Using XSLT To Serve Content to Multiple Devices
If you're a frequent reader of this site, you're already familiar with XML, so I won't bore you by trying to evangelize the XML family of technologies. If you need some evangelizing, feel free to pick up my book, XML and SQL: Developing Web Applications (Addison-Wesley, 2001, ISBN 0-201-65796-1). You probably also know about how useful XSLT is for transforming XML from one flavor to another. These techniques can be great at managing the complexity of web content applications: personalization, localization, and commerce applications all can benefit from programmatic content transformation according to translations rules.
With the advent of mobile connected devices, especially WAP phones, PDAs, and convergence devices (devices that straddle the line between phones and PDAs, for instance), the complexity of the web has taken an exponential leap forward. If you want to extend your reach onto these new devices and start addressing customers in these new mediums, you're suddenly confronted by a host of complex issues.

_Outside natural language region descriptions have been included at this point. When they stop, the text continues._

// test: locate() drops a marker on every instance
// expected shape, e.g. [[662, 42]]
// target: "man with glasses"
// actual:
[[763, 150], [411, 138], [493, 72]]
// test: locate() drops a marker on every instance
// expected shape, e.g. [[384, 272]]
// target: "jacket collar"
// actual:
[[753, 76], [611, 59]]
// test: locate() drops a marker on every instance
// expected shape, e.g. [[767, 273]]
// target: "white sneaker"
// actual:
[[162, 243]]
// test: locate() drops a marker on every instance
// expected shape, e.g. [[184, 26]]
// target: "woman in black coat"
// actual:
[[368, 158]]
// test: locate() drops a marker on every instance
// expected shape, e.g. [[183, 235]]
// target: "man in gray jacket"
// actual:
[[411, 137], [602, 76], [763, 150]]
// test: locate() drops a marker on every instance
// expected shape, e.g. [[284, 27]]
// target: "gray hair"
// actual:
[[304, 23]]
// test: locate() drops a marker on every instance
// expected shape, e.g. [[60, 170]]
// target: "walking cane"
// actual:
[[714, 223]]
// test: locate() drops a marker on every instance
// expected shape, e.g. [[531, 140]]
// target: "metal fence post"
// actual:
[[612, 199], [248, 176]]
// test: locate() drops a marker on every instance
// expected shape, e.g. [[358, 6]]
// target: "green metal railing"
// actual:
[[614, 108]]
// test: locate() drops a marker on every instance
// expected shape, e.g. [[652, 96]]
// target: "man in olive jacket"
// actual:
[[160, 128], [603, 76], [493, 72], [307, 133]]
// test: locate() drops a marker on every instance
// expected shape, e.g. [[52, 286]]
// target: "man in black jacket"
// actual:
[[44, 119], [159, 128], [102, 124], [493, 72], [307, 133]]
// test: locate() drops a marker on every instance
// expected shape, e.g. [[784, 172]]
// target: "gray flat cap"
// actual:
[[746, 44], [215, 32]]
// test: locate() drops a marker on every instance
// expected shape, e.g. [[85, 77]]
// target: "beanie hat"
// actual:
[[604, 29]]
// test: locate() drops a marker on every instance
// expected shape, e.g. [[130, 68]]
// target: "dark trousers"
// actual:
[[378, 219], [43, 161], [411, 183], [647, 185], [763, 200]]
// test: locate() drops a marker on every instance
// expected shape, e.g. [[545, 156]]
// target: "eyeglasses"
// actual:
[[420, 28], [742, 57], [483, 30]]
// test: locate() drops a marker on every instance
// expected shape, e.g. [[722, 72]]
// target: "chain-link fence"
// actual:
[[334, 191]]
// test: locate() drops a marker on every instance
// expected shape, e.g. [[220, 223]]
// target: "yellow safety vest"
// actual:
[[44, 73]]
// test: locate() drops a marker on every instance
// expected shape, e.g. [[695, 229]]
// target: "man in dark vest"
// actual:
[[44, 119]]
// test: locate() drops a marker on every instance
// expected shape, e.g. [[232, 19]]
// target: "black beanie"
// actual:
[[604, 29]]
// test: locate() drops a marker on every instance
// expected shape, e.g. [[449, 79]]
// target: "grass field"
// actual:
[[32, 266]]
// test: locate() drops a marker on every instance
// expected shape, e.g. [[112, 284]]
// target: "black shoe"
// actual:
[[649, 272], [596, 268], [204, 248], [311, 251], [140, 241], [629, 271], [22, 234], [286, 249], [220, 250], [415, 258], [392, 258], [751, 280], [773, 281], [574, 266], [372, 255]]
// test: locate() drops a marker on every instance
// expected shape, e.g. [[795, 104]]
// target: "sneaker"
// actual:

There are many phone manufacturers, each of which has made different implementation choices about how to implement the WAP standard. They've either OEMed a WAP browser from a software company like Phone.com or developed one in-house. But remember: Once that phone is out there in the marketplace, it usually can't be upgraded. You can't tell your user population to upgrade to the latest browser, because they can't. Oh, and by the way, the browser features vary considerably from phone to phone, and even within revisions of the same phone. Two outwardly identical 7110 phones could be running different microbrowser versions, and you would have no way of knowing this. And you thought the web was hard!
So Why Bother?
Why is it important to adapt your content to all of these different devices? Surely there's a "lowest common denominator" that works on most phones, right? Well, yes and no. It's true that there's a lowest common denominator for WML, for instance, but by limiting yourself to this level, you cut yourself off from using more interesting device-specific features, or being able to take advantage of newer device capabilities. For instance, some WAP phones support a landscape-shaped display (such as the Ericsson R380). Color phones now coming to market, such as the Ericsson T68 or the Trium eclipse, offer more possibilities for use of color text and graphics, allowing a more "web-like" user experience. Furthermore, the version and capabilities of WMLScript (the WAP equivalent of JavaScript) varies significantly from browser to browser. If you want to be able to take advantage of these capabilities, you can't use lowest-common denominator WML.